Listing 30: Creating binding

emu.addBinding(Binding('web150', filter = Filter(nodeName = 'web', asn = 150)))

Note that this is only one example of binding the virtual node to the physical node. Since there

is only one host node in AS150, the nodeName constraint can be safely omitted. Other constraints, like

network preﬁx and IP address, can be used to select candidates, which were discussed in the binding

section earlier.

At this point, an autonomous system with one internal network, one host node, one router, and

connected to IX100 is created. To create the rest of the autonomous systems, one can copy the code

above two more times and change the autonomous system number.

8.1.4 Set up BGP peerings

With all autonomous systems created, the next step is to set up BGP peerings, so they can exchange

routes with each other. Setting up BGP peering is done at the EBGP layer. Listing 31 shows how to

peer AS150, AS151, and AS152 at the Internet exchange IX100 with the route server.

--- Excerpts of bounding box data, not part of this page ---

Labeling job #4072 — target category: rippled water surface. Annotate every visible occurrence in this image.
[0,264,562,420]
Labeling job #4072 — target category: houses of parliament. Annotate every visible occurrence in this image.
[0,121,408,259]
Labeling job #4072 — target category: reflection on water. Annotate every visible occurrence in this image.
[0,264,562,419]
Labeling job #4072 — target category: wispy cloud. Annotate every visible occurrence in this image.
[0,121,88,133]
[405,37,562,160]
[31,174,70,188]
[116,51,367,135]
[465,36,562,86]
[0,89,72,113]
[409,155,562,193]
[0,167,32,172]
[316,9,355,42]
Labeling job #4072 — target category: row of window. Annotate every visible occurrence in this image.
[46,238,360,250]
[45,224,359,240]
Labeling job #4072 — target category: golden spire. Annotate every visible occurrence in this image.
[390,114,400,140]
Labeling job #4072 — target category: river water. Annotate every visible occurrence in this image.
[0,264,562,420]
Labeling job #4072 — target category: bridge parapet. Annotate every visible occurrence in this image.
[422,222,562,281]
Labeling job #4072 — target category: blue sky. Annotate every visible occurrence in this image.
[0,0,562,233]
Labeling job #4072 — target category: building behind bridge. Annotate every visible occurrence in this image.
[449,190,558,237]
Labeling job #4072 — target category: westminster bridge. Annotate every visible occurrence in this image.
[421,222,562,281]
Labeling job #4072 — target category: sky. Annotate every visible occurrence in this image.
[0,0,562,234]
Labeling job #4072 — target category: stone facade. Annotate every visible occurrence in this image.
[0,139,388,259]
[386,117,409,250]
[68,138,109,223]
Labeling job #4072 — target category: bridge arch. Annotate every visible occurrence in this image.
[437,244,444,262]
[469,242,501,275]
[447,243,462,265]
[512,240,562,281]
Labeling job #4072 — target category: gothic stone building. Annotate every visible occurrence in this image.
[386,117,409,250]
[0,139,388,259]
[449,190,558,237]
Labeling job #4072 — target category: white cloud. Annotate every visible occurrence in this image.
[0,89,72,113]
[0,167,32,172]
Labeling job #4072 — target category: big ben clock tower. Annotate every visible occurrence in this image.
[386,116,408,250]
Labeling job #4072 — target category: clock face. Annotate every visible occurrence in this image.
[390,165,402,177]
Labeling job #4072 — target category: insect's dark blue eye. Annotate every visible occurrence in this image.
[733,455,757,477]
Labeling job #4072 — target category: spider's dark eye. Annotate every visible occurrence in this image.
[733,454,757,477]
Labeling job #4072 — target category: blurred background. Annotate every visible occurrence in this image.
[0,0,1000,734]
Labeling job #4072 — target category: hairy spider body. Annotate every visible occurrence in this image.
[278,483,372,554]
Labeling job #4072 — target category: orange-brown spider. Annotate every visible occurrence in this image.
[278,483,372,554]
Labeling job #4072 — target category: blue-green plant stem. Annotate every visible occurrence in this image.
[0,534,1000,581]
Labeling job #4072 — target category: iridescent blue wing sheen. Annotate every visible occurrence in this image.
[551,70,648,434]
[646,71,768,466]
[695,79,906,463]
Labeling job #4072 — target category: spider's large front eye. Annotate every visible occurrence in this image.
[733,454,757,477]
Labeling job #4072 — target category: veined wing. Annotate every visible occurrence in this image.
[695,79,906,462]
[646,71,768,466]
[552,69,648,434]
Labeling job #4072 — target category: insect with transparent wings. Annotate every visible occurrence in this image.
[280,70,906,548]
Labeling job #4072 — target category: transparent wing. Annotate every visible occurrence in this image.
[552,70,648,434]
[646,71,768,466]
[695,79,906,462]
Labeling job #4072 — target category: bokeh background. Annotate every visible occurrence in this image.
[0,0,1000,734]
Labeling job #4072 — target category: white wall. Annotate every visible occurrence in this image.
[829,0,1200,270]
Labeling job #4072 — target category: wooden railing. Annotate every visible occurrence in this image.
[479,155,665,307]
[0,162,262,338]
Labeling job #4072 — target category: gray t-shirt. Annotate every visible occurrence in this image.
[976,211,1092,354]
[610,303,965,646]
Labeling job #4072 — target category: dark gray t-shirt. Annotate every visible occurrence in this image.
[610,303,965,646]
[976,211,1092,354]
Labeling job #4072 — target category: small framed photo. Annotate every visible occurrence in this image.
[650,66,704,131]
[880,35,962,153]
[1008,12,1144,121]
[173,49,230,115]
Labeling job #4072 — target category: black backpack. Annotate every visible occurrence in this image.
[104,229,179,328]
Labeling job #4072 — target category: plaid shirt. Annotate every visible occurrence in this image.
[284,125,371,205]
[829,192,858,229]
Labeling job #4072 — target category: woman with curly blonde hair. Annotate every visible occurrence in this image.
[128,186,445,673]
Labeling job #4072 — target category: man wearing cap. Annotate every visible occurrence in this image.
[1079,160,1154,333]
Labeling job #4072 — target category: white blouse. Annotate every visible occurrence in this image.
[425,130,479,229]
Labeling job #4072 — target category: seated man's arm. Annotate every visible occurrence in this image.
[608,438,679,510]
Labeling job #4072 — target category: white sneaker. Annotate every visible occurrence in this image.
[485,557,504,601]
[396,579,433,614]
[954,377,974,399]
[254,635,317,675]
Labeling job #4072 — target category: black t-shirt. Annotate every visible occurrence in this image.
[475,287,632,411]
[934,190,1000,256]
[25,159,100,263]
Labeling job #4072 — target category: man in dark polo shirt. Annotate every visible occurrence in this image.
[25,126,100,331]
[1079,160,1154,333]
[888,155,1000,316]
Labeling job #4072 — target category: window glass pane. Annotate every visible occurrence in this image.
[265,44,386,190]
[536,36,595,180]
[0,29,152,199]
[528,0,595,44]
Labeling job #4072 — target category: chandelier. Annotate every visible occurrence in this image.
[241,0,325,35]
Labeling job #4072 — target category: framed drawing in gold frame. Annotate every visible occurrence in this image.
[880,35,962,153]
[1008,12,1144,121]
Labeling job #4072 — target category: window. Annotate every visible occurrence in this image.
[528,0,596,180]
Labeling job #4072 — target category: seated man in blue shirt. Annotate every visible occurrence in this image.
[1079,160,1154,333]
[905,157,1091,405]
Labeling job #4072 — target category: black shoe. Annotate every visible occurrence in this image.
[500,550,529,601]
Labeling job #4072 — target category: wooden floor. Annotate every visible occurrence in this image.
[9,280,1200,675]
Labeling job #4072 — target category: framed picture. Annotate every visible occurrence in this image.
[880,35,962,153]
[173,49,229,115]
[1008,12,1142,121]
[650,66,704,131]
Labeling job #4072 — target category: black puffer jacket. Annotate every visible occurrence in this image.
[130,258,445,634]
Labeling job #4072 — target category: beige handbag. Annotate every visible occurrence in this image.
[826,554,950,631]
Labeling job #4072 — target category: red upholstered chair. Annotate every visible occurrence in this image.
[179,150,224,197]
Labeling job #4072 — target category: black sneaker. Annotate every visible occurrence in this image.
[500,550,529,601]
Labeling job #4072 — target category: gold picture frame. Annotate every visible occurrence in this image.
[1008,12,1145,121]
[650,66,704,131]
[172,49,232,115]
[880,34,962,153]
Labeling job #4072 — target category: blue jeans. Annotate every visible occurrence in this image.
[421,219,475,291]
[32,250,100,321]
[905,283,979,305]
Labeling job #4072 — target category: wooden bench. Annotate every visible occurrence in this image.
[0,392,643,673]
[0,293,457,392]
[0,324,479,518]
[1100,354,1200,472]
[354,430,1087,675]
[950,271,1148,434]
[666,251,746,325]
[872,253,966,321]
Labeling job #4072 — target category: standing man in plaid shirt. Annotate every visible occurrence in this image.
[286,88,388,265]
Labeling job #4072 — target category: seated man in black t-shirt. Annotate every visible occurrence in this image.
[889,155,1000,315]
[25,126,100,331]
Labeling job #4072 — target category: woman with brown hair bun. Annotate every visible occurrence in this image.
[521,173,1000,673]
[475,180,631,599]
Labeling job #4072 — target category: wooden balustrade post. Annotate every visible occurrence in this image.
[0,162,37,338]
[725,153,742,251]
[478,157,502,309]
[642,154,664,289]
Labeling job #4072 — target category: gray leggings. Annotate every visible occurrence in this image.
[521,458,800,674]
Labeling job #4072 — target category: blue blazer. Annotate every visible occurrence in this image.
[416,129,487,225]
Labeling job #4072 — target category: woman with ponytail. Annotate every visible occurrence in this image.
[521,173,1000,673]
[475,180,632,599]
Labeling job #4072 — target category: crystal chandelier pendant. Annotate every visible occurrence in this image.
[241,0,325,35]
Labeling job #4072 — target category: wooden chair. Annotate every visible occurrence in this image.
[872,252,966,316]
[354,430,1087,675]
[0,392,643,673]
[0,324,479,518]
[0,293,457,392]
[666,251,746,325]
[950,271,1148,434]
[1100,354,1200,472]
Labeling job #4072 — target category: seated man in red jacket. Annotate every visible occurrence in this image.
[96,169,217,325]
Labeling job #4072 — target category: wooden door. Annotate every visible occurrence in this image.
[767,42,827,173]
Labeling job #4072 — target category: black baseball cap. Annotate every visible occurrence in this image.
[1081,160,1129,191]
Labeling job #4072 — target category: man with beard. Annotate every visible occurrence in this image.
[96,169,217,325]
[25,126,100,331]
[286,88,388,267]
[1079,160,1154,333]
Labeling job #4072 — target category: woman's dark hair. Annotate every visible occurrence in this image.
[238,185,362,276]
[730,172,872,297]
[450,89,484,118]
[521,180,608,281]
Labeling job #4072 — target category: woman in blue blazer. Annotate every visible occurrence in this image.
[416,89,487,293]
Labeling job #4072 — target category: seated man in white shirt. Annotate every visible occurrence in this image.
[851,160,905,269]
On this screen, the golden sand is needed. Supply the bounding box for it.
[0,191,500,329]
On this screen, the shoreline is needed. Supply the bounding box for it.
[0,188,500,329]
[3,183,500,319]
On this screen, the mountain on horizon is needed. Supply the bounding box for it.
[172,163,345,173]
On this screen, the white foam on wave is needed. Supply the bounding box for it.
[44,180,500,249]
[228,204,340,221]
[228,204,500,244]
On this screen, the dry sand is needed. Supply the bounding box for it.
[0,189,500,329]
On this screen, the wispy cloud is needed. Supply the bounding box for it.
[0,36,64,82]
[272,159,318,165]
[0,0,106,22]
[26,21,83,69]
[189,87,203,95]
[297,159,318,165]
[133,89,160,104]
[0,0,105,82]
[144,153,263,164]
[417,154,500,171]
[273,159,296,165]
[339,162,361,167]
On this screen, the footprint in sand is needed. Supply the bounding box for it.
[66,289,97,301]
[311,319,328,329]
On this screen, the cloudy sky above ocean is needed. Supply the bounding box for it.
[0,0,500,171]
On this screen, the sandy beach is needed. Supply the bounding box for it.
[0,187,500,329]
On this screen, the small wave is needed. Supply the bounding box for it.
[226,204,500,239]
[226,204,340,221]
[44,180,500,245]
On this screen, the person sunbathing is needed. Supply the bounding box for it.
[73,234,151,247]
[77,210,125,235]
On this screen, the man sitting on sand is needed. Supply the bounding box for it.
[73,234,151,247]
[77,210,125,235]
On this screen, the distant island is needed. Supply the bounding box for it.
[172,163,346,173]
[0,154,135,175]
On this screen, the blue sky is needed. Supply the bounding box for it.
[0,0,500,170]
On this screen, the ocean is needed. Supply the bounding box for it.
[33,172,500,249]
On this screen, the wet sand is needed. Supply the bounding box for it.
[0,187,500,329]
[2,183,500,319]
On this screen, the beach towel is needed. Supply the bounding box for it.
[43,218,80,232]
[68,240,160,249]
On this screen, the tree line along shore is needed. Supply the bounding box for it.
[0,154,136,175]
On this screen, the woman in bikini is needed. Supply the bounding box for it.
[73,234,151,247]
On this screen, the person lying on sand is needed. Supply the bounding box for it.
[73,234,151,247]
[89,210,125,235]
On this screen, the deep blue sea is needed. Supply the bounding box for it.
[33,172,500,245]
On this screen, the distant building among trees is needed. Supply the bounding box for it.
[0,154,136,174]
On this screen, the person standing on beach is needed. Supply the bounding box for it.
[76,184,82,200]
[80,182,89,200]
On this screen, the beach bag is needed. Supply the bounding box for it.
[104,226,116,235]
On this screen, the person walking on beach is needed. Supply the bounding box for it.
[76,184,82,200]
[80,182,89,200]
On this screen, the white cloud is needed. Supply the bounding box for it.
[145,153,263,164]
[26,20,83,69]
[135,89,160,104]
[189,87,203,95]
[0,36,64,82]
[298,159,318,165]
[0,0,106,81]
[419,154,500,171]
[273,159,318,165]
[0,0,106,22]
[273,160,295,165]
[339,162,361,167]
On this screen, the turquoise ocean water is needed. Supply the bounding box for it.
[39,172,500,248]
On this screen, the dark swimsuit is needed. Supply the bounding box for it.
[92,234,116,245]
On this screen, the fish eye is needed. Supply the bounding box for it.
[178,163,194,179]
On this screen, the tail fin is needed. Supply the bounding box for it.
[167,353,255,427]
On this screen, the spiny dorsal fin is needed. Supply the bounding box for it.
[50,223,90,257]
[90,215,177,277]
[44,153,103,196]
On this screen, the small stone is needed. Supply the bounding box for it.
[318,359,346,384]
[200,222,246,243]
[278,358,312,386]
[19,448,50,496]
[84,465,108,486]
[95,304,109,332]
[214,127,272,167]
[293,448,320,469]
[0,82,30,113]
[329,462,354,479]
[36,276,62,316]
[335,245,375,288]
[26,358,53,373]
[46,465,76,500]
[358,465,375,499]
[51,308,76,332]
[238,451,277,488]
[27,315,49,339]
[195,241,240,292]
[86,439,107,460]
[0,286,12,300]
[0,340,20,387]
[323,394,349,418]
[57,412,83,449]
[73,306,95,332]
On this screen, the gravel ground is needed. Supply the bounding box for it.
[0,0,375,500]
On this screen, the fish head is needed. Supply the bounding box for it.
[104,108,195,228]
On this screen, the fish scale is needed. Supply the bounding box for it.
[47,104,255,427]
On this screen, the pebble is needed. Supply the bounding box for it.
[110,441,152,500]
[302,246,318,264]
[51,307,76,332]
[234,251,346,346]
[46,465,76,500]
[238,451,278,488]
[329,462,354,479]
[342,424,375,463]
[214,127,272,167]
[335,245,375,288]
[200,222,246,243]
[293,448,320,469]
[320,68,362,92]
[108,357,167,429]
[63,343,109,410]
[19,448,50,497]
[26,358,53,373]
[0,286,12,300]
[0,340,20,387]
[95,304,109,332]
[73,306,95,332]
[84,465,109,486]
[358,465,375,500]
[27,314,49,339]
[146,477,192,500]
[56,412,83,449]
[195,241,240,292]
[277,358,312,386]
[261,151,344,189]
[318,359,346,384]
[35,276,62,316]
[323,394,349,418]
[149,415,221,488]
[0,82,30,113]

Listing 31: Set up BGP peerings

ebgp.addRsPeer(100, 150)

ebgp.addRsPeer(100, 151)

ebgp.addRsPeer(100, 152)

Generally, there are two ways to set up BGP peerings within an Internet exchange. One is with

the multilateral peering agreement (MLPA) via a route server (RS). A route server peers with every

participant in the MLPA and send routes received from one peer to all other peers, without modifying

the AS PATH and NEXT HOP attribute (some outliers in the real world do modify the AS PATH attribute,

but it is the minority, and as long as the NEXT HOP attribute is not changed, the eﬀect of an RS is still the

same). This eﬀectively creates full mesh peering between all autonomous systems connected to the route

server. Another peering option is to set up a private one-to-one session. This example uses RS-based

MLPA peering.

8.1.5 Render and compile the emulation

The last step one would do to ﬁnish building the emulation is to render and compile the emulation. The

rendering process is where all the actual “emulation construction” happens. Software is added to the

nodes, routing tables and protocols are conﬁgured, and BGP peers are conﬁgured. Listing 32 shows how

to add layers to the emulator and render them.

Listing 32: Adding layers to emulator and render them

emu.addLayer(base)

emu.addLayer(routing)

emu.addLayer(ebgp)

emu.addLayer(web)

emu.render()

After all the layers are rendered, all the nodes and networks are created. They are still stored

using internal data structures (i.e., the core classes). The intermediate representations will need to be

“compiled” down to something the emulation platform, like docker, can understand. The name of such

a process is called compilation. The main focus of the framework is the docker compiler backend. As

such, this example will use the docker compiler.

Listing 33 shows how one would invoke the docker compiler. The docker compiler would generate

all the docker ﬁles inside the ./output folder. The docker compiler comes with a docker-compose

conﬁguration. To run the emulation, one can run docker-compose build && docker-compose up in

the output directory.

Listing 33: Using the docker compiler backend

emu.compile(Docker(), './output')

The detailed rendering and compilation logic is discussed in the rendering part in the design section.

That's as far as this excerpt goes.